• We’re currently investigating an issue related to the forum theme and styling that is impacting page layout and visual formatting. The problem has been identified, and we are actively working on a resolution. There is no impact to user data or functionality, this is strictly a front-end display issue. We’ll post an update once the fix has been deployed. Thanks for your patience while we get this sorted.

Mullins vs Tegra K1, Benchmark scores

Arkadrel

Diamond Member
I was reading the thread on S/A and someone commented that the Mullins 3Dmark scores looked really good, considering that it beat the Tegra K1 scores in it.

This got me thinking, ive heard people say that the K1 will be ~5watts (under gpgpu load / heavy gpu load), and that the Mullins has a 4.5w TDP (2.8W SDP).

Is mullins actually more energy effecient than the K1 at gpu loads?


the pic's:


Nvidia Tegra K1:

TH-lenovotegraK1-1.jpg




A10 Micro-6700T:

3dmark.png





Tegra K1 = 22,285 score
A10 Micro-6700T = 24,775 score
 
Is 3Dmark - Icestorm running really badly on Android? Is it nvidia drivers?

a K1 with 11watts should destroy any x86 chip @ 4,5watts shouldnt it?

It just looks weird.

Maybe its androids fault though, or the people that coded Icestorm for android.
 
Is 3Dmark - Icestorm running really badly on Android? Is it nvidia drivers?

a K1 with 11watts should destroy any x86 chip @ 4,5watts shouldnt it?

It just looks weird.

Maybe its androids fault though, or the people that coded Icestorm for android.

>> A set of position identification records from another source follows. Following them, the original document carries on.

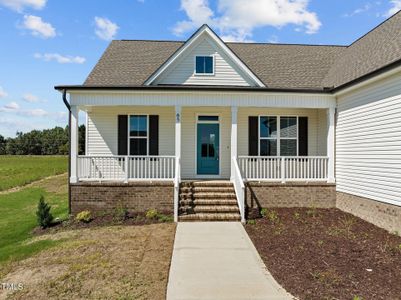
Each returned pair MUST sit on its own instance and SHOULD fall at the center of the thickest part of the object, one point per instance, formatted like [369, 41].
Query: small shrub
[152, 214]
[43, 214]
[165, 218]
[121, 213]
[312, 212]
[84, 216]
[273, 216]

Arkadrel Nvidia is known to overpromise and underdeliver in mobile SOCs. Mullins is a very good chip. Its going to be difficult to beat Mullins at the same TDP.

Jaguar is a faster core than Silvermont which in turn is faster than A15. the 128 GCN cores clocked at 500 Mhz provide an impressive 128 GFlops. let see what clocks K1 GPU clocks at in a sub 5w envelope.
 
I was reading the thread on S/A and someone commented that the Mullins 3Dmark scores looked really good, considering that it beat the Tegra K1 scores in it.

This got me thinking, ive heard people say that the K1 will be ~5watts (under gpgpu load / heavy gpu load), and that the Mullins has a 4.5w TDP (2.8W SDP).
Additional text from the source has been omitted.